Par Valérie Igounet, historienne
(Article paru dans Le DDV n°682, mars 2021)
Le 9 mars 1971, 3 000 personnes assistaient à la réunion contre le « terrorisme rouge », placée sous le signe de la croix celtique, l’emblème d’Ordre nouveau. Des saluts fascistes accueillaient certains orateurs. L’ancien collaborateur François Brigneau déclarait qu’il « faut faire un parti révolutionnaire blanc comme notre race, rouge comme notre sang, vert comme notre espérance ». Responsable de la propagande et de la presse, François Duprat confirmait l’action de son parti qui « doit mener au nettoyage de tous ceux qui portent atteinte à la vie, à la sécurité (…) quelle que soit leur race, leur nationalité. Nous disons que la France doit être nettoyée de toute cette pègre qui l’infeste ». Le lendemain, France Soir revenait sur l’« atmosphère néo-nazie » du meeting. Jusqu’au milieu des années 1980, les militants et cadres du FN se forment essentiellement par l’intermédiaire de quelques papiers diffusés en interne, faisant offices d’argumentaires. Les premiers succès électoraux du FN entraînent de nombreuses adhésions et le développement du parti. Début 1985, 95 % des fonctions de l’appareil sont remplies par des bénévoles. Il faut alors professionnaliser le parti. La formation des cadres FN s’inscrit dans l’urgence.
Munitions
Pour les cantonales de 1985, le FN veut asseoir sa crédibilité par la divulgation d’un argumentaire reposant sur des données « crédibles ». Dans cette optique, il ne pousse pas la candidature de ceux ayant un enracinement militant : 30 % seulement des militants de la première génération portent les couleurs du FN. Il faut donc former un millier de candidats en un temps record.
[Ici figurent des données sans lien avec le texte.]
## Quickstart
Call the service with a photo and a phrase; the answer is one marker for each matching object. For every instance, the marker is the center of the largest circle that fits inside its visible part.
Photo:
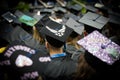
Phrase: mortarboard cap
(45, 20)
(114, 17)
(5, 30)
(60, 9)
(22, 53)
(94, 20)
(57, 31)
(91, 8)
(46, 11)
(101, 47)
(77, 27)
(19, 34)
(70, 15)
(23, 18)
(10, 17)
(75, 7)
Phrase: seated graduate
(18, 61)
(71, 45)
(61, 66)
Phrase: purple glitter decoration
(101, 47)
L’encadrement frontiste s’adresse à ces hommes et femmes qui n’ont aucune expérience en politique. Il leur donne une certaine crédibilité sur le terrain, leur fournit des chiffres, des phrases « clés en main », des questions-réponses et leur dicte des attitudes à adopter. Le support principal de la formation frontiste se compose de quelques feuillets, proposés aux candidats. Le journal officiel du FN National Hebdo en publie des extraits au printemps 1985 afin de donner quelques « munitions » pour aider les « responsables, les candidats, les membres du Front national à répondre à quelques objections ou questions qui sont très fréquemment formulées par les observateurs de bonne foi qui, sans nous être hostiles, ont encore des réticences à notre égard. Ces réticences, à leur insu, sont souvent le résultat du travail de désinformation qui émane de nos adversaires dans l’espoir de freiner notre ascension[1] ». 23 questions sur des thèmes « délicats » sont assorties de réponses permettant aux candidats de ne pas commettre de dérapages. En voici une des plus significatives :
« Question 4 : « On dit que vous êtes racistes et xénophobes. »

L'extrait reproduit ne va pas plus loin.